Barnaby showed her the photograph of Trevor Lessiter. ‘Do you know this man?’

‘Yeah - that’s poor old Loveless. Or Lovejoy as he calls himself. Dunno what ’is real name is.’

‘Was he here last Friday afternoon?’

‘He’s here every Friday afternoon. And Monday and Wednesday. He’s no trouble. A bit of bondage. The daffodil routine. But mostly straight. His wife won’t let him ’ave any, you know.’

‘Yeah.’ This interjection from the red feathers had the force of a bunched fist. ‘’E gave her a mink coat for Christmas an’ all.’

‘I worked it out,’ said Krystal, ‘and I told him. I’d have to do it five hundred times to buy a mink. A decent one, I mean - not one that scarpered back to the zoo the minute the whistle went.’

‘You’d be too shagged out to wear it, Kris.’

‘You bloody reckon?’ She gave a mirthless shriek.

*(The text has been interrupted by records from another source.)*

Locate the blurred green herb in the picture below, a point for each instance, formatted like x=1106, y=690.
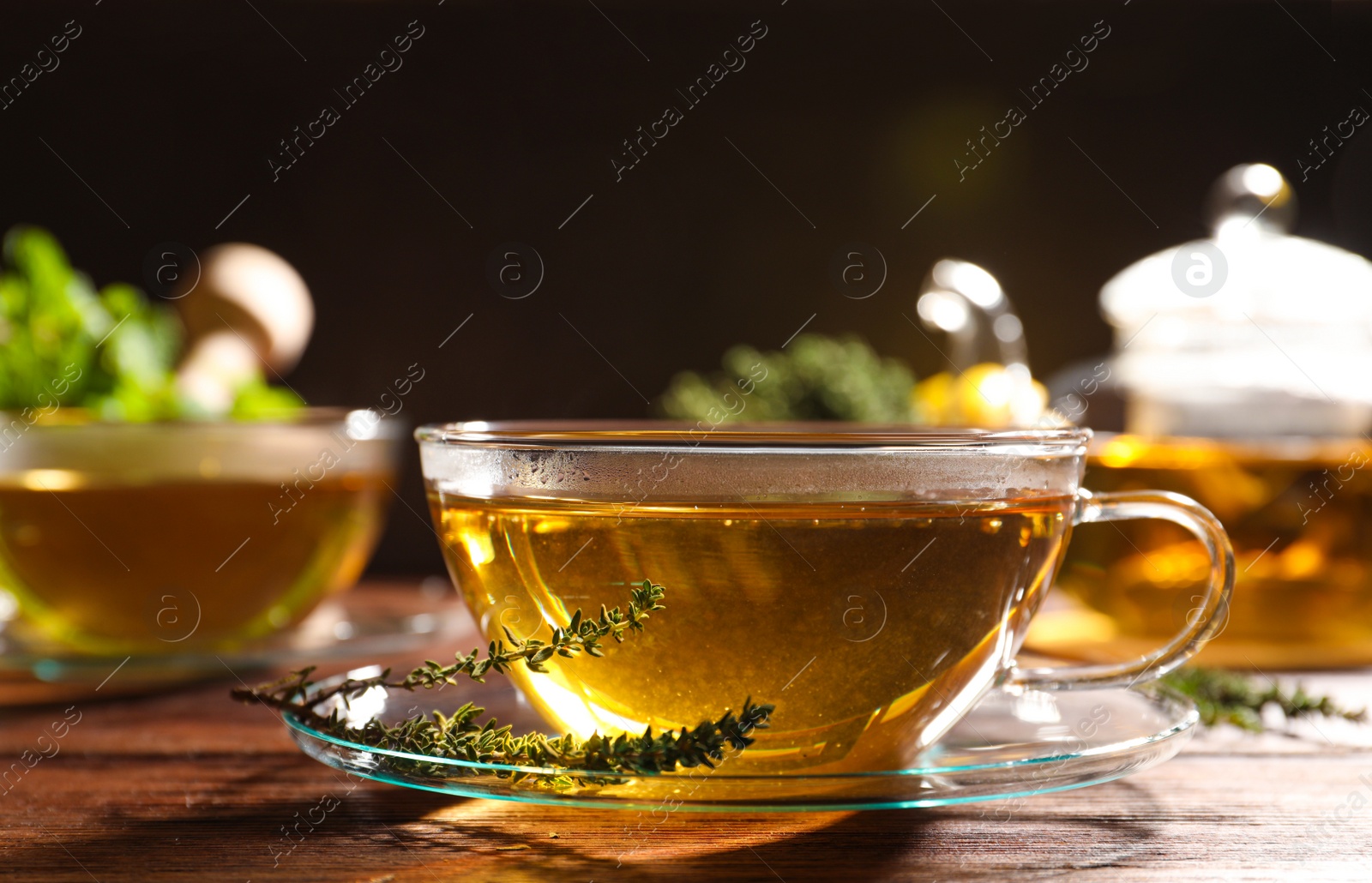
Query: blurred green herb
x=110, y=351
x=463, y=736
x=1225, y=697
x=815, y=377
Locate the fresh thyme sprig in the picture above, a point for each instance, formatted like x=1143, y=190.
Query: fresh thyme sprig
x=1225, y=697
x=461, y=736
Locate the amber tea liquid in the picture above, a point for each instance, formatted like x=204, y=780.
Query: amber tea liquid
x=859, y=622
x=171, y=567
x=1301, y=526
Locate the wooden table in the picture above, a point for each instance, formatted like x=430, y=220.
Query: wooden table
x=190, y=786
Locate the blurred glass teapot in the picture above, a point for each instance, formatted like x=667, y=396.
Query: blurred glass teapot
x=1241, y=377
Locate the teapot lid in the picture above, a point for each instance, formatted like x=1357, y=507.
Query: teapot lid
x=1250, y=317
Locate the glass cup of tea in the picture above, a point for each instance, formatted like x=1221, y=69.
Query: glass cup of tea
x=173, y=537
x=870, y=583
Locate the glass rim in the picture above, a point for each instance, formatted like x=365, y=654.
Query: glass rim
x=659, y=434
x=308, y=417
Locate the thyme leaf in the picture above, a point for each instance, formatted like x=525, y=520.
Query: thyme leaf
x=464, y=736
x=1225, y=697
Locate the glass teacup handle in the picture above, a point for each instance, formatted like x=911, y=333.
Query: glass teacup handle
x=1200, y=622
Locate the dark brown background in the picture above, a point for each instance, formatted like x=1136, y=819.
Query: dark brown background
x=514, y=111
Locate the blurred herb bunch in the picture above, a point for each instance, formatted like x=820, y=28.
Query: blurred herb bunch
x=815, y=377
x=111, y=352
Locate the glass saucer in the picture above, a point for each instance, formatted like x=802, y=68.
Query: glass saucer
x=1010, y=745
x=361, y=622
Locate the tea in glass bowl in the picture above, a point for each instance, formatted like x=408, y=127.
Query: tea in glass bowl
x=164, y=538
x=871, y=585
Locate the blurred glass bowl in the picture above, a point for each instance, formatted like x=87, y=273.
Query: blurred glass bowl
x=144, y=538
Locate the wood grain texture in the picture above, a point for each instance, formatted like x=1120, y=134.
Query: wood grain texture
x=190, y=786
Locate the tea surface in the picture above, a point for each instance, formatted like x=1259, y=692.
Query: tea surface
x=148, y=568
x=864, y=624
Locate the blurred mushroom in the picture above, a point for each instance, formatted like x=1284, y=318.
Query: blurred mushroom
x=247, y=309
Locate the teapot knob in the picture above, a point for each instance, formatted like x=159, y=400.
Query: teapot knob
x=1252, y=195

‘They stink an’ all if you’re out in the rain,’ said the red nipple stars. ‘Them that fall off the back of the bunny wagon.’ More mirthless shrieks. Barnaby cut in firmly.

‘Can you tell me what time Mr Lovejoy left last Friday?’

‘Half-past five. I remember ’cause that’s when I knock off for an hour. He asked me to go and have some tea with him. He was always asking me out. You have to pretend . . . you know . . . that you like them, and then, some of them - the simple ones - they really believe you. Try to get you to meet them outside. It’s pathetic, really.’

She raised both hands and lifted the heavy mass of silver curls. Underneath lay dirty red hair chopped savagely and clumsily short. She grinned at the chief inspector’s involuntary start of surprise.

‘He thought it was real - didn’t you, sunshine?’

‘I love the innocent ones, don’t you?’ said the girl with the strong vocal attack. ‘They really make you want to piss yourself.’

‘I was innocent once,’ said Krystal. ‘I thought a dildo was a prehistoric bird before I discovered this place.’

Caws of laughter; the tattered feathers shook. They gazed at him with hard bright eyes. They looked both predatory and harmless, like debeaked birds of prey. He made an excuse and left.





Chapter Ten

The little country church was packed. Barnaby slipped in unnoticed and stood behind a rear pillar. It was a brilliant day; sun poured through the clerestory windows. Behind the chancel rail all was white: the white-haired, white-robed vicar; two lovely arrangements of white flowers flanking the altar; a simple sheaf of lilies on the small coffin.

Most of the mourners were in ordinary clothes but there was an inky spattering of black. Several men wore arm bands, some of the women dark scarves. Barnaby was surprised to see that almost a quarter of the gathering were what he thought of as young: i.e. under thirty.

Miss Bellringer, clad in rusty, jet-encrusted black, sat in the front right-hand pew, her eagle profile expressionless under a plumed cavalier hat, her eyes dry. In the opposite pew (kept for the squire and his relations?) Henry Trace sat, sombre-suited, with Katherine. She wore a coffee-coloured silk dress and a black chiffon scarf with little gold coins sewn into the edge. The Lessiters sat, together but separately, staring straight ahead. You would never have thought they were a family.